Welcome to another Wildcard Wednesday and the debut of our official coverage on the best of The Jack Benny Program, or as this season was originally titled, The JELL-O Program Starring Jack Benny. Every other month, I’ll be sharing my selections for the seasonal best offerings from this classic old-time radio comedy, which I credit for really establishing the sitcom as we now know it. For while the series regularly employed skits and the casual variety-esque patter — you know, fare that generally typified most of the ’30s radio comedies — the Benny Program‘s wonderfully crafted and nuanced personalities came to allow for situational humor that directly capitalized on these characterizations, making use of the history that the show had easily established to develop actual scenarios and, eventually, stories. And with the show now following its group of characters through motivated plots, the situation comedy was born. (Other shows were sort of doing this, but Benny and company seemed to have a better grasp on how to do it — all the while employing humor that would stay playable when the big television transition occurred.)
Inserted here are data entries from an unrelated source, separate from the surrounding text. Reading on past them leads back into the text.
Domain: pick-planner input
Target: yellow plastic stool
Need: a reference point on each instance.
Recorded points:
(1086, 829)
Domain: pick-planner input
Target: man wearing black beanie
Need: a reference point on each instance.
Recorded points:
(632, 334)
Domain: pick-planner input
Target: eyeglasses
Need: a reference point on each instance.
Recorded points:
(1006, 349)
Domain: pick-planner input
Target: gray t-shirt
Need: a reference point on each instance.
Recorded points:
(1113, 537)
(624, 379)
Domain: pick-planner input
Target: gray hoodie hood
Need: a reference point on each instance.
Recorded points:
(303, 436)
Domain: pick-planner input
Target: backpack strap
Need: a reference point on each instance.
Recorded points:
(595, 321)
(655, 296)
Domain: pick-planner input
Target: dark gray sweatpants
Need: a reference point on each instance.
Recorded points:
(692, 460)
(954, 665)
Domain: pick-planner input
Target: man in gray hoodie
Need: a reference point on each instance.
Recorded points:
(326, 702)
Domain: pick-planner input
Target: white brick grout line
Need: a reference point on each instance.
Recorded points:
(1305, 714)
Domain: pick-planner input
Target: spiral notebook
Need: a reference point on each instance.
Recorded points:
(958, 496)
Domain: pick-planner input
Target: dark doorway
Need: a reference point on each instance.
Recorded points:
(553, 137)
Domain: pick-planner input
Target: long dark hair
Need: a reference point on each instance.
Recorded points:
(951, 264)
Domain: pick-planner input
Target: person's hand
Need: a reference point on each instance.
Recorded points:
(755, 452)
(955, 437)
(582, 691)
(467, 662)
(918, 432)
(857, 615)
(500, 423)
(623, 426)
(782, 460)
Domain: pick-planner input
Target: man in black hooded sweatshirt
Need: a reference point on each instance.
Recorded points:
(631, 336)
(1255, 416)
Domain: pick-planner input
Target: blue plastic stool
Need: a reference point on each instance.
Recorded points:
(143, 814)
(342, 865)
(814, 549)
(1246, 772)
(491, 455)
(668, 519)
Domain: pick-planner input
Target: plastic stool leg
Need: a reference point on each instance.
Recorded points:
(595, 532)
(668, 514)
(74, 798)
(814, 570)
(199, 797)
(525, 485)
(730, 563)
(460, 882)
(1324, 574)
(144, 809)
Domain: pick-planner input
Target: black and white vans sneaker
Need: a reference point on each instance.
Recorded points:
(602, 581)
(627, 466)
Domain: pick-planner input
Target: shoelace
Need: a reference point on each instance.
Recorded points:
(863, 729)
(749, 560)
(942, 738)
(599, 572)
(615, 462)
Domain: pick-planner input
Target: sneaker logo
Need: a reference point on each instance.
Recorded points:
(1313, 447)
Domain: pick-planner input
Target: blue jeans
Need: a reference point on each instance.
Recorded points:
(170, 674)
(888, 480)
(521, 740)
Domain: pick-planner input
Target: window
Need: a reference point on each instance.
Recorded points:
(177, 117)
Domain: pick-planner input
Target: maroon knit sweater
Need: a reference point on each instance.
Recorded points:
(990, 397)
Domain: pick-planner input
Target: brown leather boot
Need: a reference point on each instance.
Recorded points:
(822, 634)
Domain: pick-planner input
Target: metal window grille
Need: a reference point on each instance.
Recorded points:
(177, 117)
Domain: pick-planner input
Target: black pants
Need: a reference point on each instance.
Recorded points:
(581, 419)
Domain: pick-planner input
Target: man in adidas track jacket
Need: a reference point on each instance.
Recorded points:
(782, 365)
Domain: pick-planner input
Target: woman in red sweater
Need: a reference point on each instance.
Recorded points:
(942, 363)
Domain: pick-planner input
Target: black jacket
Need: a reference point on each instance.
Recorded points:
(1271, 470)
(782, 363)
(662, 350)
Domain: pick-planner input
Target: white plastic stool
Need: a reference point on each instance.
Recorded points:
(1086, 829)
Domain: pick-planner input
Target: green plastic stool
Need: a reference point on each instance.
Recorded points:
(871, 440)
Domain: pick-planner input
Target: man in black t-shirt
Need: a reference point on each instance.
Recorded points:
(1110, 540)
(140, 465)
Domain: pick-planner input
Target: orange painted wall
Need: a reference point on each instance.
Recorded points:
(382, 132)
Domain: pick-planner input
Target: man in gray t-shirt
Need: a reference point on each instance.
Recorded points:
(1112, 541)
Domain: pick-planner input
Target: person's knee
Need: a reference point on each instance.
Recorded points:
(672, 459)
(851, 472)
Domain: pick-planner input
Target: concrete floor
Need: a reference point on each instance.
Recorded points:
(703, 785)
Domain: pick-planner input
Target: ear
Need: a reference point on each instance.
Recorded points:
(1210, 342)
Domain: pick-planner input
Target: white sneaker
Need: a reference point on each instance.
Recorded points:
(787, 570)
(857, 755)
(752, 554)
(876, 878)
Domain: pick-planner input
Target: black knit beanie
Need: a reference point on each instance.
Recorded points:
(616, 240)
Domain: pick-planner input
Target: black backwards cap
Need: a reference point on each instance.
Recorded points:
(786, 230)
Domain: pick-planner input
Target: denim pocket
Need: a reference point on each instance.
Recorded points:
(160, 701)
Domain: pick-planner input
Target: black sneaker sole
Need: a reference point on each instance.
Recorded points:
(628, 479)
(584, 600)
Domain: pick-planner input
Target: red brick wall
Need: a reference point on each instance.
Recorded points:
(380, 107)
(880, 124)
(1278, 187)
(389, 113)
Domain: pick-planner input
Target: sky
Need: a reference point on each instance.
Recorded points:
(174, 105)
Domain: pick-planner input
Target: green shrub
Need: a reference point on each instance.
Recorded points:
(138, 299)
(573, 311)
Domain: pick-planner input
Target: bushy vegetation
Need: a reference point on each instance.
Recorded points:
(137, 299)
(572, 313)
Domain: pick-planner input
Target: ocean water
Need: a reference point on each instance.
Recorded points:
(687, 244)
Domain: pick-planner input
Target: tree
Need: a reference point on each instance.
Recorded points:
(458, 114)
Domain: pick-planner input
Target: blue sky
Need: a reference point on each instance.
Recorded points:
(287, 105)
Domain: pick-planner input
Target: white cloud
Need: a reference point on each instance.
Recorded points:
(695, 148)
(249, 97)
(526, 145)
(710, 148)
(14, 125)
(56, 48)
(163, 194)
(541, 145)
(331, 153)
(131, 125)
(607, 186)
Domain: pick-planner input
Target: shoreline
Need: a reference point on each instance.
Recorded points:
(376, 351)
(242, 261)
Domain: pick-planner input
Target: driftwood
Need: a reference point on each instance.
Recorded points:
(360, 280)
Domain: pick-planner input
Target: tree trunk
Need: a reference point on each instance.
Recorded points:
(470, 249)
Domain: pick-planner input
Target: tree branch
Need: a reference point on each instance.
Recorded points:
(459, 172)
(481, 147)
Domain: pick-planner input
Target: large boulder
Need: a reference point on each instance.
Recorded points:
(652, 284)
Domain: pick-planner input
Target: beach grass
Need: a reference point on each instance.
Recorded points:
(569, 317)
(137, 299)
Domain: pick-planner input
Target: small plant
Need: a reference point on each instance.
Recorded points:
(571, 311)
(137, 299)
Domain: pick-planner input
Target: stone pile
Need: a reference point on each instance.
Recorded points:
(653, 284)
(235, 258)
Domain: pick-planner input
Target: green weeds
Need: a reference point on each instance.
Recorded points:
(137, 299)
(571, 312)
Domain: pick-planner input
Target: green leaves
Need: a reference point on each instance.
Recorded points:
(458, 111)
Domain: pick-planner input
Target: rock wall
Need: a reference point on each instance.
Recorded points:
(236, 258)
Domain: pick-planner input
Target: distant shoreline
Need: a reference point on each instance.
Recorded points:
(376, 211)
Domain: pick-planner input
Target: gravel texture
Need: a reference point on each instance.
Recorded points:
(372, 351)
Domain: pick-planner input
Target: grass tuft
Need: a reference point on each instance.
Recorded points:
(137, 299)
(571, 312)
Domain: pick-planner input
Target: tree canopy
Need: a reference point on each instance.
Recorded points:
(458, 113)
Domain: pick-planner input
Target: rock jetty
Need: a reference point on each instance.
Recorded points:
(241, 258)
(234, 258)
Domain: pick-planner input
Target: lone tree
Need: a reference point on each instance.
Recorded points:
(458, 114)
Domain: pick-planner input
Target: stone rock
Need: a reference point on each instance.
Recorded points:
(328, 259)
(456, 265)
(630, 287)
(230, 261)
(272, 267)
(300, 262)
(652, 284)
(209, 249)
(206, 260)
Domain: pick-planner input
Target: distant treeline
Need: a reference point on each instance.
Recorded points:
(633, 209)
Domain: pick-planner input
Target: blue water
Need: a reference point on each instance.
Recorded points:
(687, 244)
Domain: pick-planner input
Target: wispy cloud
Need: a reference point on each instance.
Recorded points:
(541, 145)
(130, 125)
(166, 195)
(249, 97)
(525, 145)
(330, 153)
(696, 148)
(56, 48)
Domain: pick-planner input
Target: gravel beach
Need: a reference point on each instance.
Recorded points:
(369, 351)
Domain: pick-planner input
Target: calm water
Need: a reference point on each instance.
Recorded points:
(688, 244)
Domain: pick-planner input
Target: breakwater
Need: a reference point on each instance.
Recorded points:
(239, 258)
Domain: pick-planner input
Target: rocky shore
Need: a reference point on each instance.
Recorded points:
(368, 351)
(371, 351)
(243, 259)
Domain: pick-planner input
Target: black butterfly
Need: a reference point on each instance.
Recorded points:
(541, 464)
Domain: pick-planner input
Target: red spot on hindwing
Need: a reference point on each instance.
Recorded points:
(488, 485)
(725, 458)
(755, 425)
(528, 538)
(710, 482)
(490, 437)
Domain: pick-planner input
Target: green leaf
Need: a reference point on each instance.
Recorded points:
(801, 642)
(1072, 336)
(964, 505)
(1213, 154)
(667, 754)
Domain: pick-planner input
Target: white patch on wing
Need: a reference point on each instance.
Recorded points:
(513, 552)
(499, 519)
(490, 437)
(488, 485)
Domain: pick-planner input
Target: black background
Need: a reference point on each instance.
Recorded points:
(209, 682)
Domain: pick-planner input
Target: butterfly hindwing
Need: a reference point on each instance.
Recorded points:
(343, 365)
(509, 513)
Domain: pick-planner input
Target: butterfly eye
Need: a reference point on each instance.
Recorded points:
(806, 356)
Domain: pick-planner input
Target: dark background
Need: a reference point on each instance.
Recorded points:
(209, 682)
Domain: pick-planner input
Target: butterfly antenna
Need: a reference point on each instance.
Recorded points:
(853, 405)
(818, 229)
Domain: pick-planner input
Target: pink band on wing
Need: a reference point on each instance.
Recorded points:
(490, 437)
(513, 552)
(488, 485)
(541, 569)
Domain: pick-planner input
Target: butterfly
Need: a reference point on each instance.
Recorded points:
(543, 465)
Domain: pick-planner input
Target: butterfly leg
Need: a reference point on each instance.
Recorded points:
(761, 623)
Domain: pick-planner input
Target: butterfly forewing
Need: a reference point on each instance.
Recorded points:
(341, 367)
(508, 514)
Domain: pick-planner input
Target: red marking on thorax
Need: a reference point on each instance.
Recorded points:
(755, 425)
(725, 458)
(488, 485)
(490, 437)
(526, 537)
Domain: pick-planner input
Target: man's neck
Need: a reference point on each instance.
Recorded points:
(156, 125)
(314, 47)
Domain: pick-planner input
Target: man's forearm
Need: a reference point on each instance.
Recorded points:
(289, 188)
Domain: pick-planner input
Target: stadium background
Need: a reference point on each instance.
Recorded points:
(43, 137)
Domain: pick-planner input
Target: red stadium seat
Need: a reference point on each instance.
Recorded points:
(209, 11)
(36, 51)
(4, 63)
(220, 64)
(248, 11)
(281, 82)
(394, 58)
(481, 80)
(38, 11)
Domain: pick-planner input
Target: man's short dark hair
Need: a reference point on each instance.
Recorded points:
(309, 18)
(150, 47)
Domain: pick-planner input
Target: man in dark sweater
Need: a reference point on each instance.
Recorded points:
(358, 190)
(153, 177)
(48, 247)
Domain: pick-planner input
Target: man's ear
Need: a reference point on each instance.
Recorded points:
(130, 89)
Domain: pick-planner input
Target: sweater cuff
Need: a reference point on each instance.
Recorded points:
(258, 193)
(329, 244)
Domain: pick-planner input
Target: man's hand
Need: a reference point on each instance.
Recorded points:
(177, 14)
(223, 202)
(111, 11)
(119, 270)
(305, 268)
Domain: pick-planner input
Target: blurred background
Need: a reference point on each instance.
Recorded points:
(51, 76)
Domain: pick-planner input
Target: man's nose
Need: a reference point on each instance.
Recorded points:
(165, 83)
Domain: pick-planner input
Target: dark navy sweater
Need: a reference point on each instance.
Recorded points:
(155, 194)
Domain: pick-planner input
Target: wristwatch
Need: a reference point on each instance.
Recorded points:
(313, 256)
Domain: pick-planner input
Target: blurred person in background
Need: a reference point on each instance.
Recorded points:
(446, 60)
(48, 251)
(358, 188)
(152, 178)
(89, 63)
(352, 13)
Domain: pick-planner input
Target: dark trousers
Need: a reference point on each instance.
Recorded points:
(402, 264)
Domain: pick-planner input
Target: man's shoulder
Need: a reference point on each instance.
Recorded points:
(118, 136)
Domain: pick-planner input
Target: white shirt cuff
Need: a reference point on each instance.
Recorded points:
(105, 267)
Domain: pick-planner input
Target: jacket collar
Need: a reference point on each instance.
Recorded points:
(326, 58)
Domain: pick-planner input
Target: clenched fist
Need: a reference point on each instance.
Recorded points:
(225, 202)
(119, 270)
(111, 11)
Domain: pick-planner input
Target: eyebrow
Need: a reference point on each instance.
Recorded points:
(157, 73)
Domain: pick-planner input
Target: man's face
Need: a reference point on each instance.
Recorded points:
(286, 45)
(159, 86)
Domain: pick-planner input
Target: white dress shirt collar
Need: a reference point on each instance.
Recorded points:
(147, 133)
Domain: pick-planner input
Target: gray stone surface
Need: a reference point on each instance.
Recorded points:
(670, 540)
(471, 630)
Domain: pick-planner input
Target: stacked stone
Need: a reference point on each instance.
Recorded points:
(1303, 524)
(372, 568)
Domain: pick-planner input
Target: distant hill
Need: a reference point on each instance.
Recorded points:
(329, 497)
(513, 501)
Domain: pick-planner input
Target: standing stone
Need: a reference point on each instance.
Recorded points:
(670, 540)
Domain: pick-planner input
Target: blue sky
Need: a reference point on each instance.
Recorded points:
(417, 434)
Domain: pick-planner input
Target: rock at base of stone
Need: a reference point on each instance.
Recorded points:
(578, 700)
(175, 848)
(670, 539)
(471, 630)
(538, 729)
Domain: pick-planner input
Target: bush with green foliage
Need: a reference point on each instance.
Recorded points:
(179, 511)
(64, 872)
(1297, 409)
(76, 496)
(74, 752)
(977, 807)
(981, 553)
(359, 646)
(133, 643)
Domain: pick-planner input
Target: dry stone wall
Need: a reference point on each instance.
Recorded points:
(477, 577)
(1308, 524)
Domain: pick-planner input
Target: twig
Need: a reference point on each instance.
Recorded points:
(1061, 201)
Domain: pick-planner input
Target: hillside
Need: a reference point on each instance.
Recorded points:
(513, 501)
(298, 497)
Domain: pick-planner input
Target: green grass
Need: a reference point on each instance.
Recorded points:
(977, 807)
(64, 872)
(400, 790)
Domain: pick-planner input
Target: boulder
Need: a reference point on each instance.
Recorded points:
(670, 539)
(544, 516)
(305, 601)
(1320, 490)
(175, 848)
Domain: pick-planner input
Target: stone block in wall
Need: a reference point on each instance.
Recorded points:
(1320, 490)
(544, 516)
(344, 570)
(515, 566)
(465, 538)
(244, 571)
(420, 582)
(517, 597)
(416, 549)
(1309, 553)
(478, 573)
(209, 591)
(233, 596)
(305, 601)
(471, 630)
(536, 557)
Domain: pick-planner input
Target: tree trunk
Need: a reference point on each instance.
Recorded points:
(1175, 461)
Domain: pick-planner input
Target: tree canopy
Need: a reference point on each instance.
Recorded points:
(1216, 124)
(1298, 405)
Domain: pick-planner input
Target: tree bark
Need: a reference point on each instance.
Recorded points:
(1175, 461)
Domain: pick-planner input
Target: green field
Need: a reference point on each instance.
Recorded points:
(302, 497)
But in addition to the revolutionary narrative and structural tropes this series established, it also had the distinction of being the most consistently hilarious (in my opinion, as always), of its radio contemporaries. Long a favorite of mine, Benny coverage has been in the queue for a while, so I’m incredibly thrilled that its time here on That’s Entertainment! has finally arrived. Given the timeless appeal of Jack Benny, it’s no surprise how popular this series remains to this day, with many internet sites and communities offering truly invaluable information and discussion on every aspect of both the television and radio incarnations of the Benny program. Some of the resources that have proved of tremendous assistance to me during my Benny coverage include several Facebook groups, including the one for The International Jack Benny Fan Club, run by Laura Leff, whose trilogy of encyclopedias on the series remains a wealth of insight. Also, the recaps provided by the good folks at Jack Benny in the 1940’s (which also includes the ’30s and ’50s too) made tracking down and studying the show much easier. And, above all, special thanks to reader WGaryW, who graciously granted public access to a huge collection of episodes, many of which are quite rare. The episodes featured in this series of posts are sourced from these copies. (Check them all out here; additional rarities here.)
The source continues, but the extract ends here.